La SAP Granada, Sec. 3ª, de 19 de mayo de 2001 se alineó con esta tesis y la SAP Las Palmas de Gran Canaria, Sec. 5ª, de 12 de noviembre de 2003 (EDJ 2003/190241) mantiene también este criterio

La A.P. de Granada de 19 de mayo de 2.001 expuso en un caso de renuncia anticipada a la pensión compensatoria los siguientes argumentos en cuanto a su validez:

“Los cónyuges, antes de contraer matrimonio, suscribieron capitulaciones matrimoniales para establecer que su régimen económico es el de separación de bienes, pactando, además, que ambos comparecientes convienen que la “separación o disolución de su futuro matrimonio, en ningún caso, llevará como consecuencia de ello la fijación de la pensión compensatoria a que se refiere el artículo 97 del Código Civil, por no producir desequilibrio entre los cónyuges”. Esta cláusula contenida es las capitulaciones matrimoniales es claramente atípica, atendiendo a lo que entiende por capítulos matrimoniales el artículo 1.325 del CC. Pero es válida, puesto que la pensión por desequilibrio es un derecho disponible, según ha podido declarar el TS en su importante sentencia de 2 de diciembre 1.987, y, por tanto, es perfectamente renunciable. Así lo acordaron mutuamente los futuros contrayentes cuando firmaron la escritura pública en fecha de 27 dic. 1.991. Con la celebración del matrimonio el 7 Enero de 1.992, los pactos capitulares adquirieron plena eficacia de acuerdo con lo dispuesto en el art. 1.334 del Cc, por ello, también la cláusula de renuncia recíproca a una futura pensión por desequilibrio económico. Se puede calificar como un pacto con vistas a una futura separación”

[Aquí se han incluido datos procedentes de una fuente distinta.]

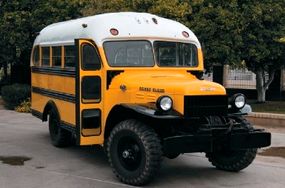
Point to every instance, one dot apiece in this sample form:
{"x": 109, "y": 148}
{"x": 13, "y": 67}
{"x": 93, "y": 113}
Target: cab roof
{"x": 130, "y": 26}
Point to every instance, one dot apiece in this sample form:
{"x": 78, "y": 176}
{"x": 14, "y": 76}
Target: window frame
{"x": 152, "y": 50}
{"x": 52, "y": 57}
{"x": 38, "y": 49}
{"x": 42, "y": 56}
{"x": 158, "y": 64}
{"x": 74, "y": 57}
{"x": 82, "y": 57}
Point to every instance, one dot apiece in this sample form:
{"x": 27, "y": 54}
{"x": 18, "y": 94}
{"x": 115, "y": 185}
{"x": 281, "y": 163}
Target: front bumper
{"x": 208, "y": 143}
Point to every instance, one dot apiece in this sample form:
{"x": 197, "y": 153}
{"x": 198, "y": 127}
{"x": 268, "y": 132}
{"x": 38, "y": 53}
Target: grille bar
{"x": 205, "y": 105}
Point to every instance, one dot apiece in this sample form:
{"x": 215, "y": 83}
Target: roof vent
{"x": 154, "y": 20}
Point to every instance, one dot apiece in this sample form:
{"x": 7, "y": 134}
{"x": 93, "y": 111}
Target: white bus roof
{"x": 130, "y": 25}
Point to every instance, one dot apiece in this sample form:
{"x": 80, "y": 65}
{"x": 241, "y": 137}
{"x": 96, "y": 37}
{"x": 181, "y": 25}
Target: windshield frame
{"x": 142, "y": 40}
{"x": 193, "y": 44}
{"x": 156, "y": 64}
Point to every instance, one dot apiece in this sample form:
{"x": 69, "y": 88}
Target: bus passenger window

Sin embargo, más adelante la propia resolución expuesta entra a analizar las nuevas circunstancias sobrevenidas, como es el caso de que la esposa, tras la boda, deja su trabajo, y la sentencia añade:

“Esta circunstancia ya es suficiente por sí sola para entender que las bases para la suscripción de aquel pacto han dejado de existir, pudiendo, por tanto, pedir la pensión compensatoria si se dan las circunstancias previstas en el art. 97 del CC. Se puede traer aquí a colación la teoría de la base objetiva del negocio jurídico, tímidamente admitida en algunas resoluciones del T.S. (SS, 30 de junio 1.948, 30 dic. 1.985 y 20 abril 1.994) que puede tener lugar cuando la base o la causa que se tuvo en cuenta en el acuerdo negocial desaparece al no tener ya ningún sentido su mantenimiento”.
En definitiva, la jurisprudencia va dando resoluciones que no siguen una línea uniforme y con criterios unificados, con lo que, en caso de suscribir cualquier tipo de contrato pre convivencial, será necesario dejar claro a los interesados la inseguridad  jurídica del valor de lo que acuerdan.